I am going to soak up every experience I can with the short amount of time I have. I’m sure everything else will fall into place along the way.
Thank you for your words of encouragement.
That was lovely. Thank you.
I received a link to this by one of my very close friends. “Read this~” was all that she put. And now here I am, a teary mess.
I’m an English Literature major and coming from a less than “middle” class family, my parents always hoped and dreamed that I would be THE one to make something out the education that they so fought for me to have. My senior year of high school, I had to make the tough choice of laying down the ground, looking them straight in the eyes, and saying, “I’m majoring in English.” But it never once failed to hear back a response, “What are you going to do with that?”
I’ve always loved literature. To read and write is my passion. And while others around me chose careers to make others comfortable, like you say, I was one of the few who risked knowing my “uncertain” future.
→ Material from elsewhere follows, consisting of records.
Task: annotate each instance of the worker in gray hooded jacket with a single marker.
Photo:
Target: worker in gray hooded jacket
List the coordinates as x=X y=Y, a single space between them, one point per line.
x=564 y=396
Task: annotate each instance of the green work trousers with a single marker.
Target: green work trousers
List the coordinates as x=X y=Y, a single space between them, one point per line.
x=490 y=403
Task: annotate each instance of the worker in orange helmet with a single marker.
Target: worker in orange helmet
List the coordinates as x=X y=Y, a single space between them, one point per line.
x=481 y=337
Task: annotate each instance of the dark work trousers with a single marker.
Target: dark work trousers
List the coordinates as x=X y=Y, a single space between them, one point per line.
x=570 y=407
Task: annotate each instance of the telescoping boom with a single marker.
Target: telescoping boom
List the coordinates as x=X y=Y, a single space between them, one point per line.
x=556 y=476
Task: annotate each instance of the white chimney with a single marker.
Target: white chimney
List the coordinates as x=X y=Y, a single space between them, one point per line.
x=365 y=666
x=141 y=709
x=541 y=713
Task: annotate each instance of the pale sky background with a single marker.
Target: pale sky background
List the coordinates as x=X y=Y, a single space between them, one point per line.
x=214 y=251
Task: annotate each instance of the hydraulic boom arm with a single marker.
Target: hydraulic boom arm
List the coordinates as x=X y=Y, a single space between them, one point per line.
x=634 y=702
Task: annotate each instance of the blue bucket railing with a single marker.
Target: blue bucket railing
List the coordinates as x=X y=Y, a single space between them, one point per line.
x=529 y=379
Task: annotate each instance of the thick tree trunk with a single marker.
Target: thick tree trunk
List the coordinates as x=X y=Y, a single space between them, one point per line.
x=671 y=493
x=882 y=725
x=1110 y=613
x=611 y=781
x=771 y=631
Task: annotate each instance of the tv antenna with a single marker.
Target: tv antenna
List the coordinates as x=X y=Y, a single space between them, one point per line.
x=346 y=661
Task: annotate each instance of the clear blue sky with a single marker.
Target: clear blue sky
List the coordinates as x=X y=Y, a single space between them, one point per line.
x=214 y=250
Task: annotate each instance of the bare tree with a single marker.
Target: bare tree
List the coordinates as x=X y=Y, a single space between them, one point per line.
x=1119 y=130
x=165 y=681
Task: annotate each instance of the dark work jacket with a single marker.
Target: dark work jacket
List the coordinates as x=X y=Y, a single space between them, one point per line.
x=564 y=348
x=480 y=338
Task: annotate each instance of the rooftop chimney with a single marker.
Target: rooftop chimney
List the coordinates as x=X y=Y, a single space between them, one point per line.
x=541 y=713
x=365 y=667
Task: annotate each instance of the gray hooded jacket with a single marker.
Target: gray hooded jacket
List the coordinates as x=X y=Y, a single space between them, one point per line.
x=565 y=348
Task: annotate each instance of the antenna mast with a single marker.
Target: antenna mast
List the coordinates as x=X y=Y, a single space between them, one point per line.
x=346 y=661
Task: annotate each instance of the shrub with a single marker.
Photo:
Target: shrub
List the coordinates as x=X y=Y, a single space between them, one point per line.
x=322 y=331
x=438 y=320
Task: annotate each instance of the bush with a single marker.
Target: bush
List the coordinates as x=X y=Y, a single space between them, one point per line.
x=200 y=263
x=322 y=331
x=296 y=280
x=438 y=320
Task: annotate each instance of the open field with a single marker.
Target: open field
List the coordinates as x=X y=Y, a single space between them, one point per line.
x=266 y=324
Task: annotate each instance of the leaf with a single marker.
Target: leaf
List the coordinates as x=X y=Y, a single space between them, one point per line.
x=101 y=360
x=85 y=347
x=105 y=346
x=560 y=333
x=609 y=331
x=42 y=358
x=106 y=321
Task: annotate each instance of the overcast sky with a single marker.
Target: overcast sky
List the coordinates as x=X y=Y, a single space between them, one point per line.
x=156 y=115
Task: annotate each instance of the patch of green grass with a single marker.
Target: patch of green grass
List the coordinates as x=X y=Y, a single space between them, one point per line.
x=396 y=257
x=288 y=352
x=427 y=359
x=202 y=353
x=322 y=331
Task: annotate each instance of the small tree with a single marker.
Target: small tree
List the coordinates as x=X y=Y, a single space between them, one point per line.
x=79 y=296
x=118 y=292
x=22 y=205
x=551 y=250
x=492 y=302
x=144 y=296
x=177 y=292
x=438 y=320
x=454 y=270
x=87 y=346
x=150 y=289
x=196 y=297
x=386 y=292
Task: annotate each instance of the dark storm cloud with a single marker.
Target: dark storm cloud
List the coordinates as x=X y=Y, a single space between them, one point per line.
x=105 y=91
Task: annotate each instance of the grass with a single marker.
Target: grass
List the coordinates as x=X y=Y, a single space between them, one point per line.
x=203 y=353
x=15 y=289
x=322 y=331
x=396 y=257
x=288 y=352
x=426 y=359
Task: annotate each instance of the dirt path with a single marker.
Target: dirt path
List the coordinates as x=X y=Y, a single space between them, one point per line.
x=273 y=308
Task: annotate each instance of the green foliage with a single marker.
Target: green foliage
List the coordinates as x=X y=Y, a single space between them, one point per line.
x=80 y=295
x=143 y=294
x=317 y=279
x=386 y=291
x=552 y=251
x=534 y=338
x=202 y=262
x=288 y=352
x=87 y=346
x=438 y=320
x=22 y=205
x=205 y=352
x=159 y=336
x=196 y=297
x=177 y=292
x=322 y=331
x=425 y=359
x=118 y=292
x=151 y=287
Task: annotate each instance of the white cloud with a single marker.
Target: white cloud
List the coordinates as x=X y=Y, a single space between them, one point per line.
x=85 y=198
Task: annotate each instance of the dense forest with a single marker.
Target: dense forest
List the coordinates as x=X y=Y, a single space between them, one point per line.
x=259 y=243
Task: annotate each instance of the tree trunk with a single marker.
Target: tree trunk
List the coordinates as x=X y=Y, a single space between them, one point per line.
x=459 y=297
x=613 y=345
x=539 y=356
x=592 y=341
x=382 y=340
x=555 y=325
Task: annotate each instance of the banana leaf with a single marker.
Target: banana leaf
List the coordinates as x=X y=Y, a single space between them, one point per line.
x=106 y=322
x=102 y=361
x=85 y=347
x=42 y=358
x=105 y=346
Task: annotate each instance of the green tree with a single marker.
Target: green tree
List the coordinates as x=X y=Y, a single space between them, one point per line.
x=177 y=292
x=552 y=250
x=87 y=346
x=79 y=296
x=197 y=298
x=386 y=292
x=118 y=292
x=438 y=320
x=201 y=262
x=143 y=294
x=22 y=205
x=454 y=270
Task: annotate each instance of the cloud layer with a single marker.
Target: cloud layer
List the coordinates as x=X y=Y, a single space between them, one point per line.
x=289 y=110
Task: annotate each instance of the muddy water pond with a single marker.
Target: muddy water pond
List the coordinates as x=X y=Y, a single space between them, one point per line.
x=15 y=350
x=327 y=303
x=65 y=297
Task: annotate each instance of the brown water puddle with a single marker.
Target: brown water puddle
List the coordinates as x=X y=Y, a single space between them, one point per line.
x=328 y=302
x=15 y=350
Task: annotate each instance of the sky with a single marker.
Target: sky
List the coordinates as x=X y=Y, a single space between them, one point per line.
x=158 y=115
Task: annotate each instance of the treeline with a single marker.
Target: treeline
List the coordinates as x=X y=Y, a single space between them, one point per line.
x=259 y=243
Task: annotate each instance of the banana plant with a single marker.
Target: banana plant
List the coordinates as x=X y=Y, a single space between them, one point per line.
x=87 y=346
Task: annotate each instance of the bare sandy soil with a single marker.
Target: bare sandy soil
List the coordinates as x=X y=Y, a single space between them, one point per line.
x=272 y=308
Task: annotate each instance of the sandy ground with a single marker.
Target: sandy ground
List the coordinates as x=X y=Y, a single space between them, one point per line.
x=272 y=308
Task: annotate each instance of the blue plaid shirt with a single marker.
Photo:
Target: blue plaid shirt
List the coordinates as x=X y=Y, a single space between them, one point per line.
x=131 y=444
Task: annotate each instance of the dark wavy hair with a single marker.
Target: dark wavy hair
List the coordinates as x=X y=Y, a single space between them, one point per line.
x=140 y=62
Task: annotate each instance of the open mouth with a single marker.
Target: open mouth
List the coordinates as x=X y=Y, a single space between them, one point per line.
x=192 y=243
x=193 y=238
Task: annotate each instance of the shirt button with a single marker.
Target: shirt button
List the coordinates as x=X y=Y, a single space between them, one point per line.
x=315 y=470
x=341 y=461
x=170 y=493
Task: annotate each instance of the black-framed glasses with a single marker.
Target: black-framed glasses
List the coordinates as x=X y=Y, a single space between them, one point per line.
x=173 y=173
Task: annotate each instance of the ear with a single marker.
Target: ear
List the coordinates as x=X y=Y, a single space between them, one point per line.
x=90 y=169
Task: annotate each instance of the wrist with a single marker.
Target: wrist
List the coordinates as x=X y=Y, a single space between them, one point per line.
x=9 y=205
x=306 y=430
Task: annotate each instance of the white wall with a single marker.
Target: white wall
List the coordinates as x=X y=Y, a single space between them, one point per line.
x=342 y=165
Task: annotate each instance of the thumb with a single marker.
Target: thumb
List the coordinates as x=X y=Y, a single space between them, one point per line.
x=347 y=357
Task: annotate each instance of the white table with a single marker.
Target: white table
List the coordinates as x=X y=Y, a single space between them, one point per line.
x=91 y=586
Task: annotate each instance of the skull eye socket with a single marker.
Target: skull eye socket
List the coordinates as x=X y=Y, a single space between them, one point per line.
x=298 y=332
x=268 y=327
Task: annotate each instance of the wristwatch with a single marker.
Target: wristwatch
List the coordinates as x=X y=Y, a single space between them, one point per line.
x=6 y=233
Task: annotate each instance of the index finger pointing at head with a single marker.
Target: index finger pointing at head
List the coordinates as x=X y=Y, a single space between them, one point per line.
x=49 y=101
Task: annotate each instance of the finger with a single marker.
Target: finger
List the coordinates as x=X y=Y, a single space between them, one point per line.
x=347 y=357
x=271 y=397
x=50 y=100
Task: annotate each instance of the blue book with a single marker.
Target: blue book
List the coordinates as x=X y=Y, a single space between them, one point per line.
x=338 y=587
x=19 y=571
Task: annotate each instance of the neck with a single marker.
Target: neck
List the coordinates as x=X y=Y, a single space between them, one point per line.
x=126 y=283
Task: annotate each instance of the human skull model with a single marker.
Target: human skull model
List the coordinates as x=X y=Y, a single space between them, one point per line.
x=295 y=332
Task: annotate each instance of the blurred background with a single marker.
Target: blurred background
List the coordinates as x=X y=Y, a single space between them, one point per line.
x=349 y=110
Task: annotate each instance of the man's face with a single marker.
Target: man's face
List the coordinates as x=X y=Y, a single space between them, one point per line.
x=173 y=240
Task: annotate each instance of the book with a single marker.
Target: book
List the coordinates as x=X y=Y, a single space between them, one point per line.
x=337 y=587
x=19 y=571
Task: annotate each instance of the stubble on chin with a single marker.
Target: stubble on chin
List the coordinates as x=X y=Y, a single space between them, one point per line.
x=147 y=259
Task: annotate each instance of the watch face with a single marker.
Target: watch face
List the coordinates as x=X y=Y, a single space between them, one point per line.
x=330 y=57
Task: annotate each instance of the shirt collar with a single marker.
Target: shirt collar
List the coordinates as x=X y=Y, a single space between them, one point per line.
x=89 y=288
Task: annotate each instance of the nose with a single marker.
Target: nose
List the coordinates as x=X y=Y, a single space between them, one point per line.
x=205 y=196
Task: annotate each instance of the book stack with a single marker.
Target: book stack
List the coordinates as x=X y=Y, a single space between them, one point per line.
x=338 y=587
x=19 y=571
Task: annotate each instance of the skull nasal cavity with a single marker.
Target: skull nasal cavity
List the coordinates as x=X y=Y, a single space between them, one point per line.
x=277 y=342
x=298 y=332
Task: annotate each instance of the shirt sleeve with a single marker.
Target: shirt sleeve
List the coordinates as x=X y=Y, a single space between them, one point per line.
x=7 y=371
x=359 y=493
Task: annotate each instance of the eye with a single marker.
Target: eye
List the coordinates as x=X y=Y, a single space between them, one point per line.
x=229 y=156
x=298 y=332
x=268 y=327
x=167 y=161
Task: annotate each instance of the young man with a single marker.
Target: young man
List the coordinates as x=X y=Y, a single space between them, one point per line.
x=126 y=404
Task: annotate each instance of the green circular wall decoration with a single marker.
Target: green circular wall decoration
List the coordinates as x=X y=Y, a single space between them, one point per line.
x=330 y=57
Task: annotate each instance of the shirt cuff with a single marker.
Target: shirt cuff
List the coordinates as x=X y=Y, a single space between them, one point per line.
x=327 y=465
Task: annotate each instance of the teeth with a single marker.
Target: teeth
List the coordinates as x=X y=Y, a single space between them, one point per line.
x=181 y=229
Sometimes I cry because I end up so frightened of what will actually happen to me after college. But you are right. I’m young, 19. I have so much ahead of me. And yeah, I will fuck up. I’m sure of it along the way.
However, you just made me more confident in why I have made the choices that have led me where I am. And why I should continue making those choices. It’s people like you that inspire me immensely. And I’m so grateful for your words of encouragement, especially in a time where I’m starting on the “hard” road. Thank you SO much. Much love from Texas.
Latin rules. Read Ovid or Juvenal or Cicero. Reads like running water.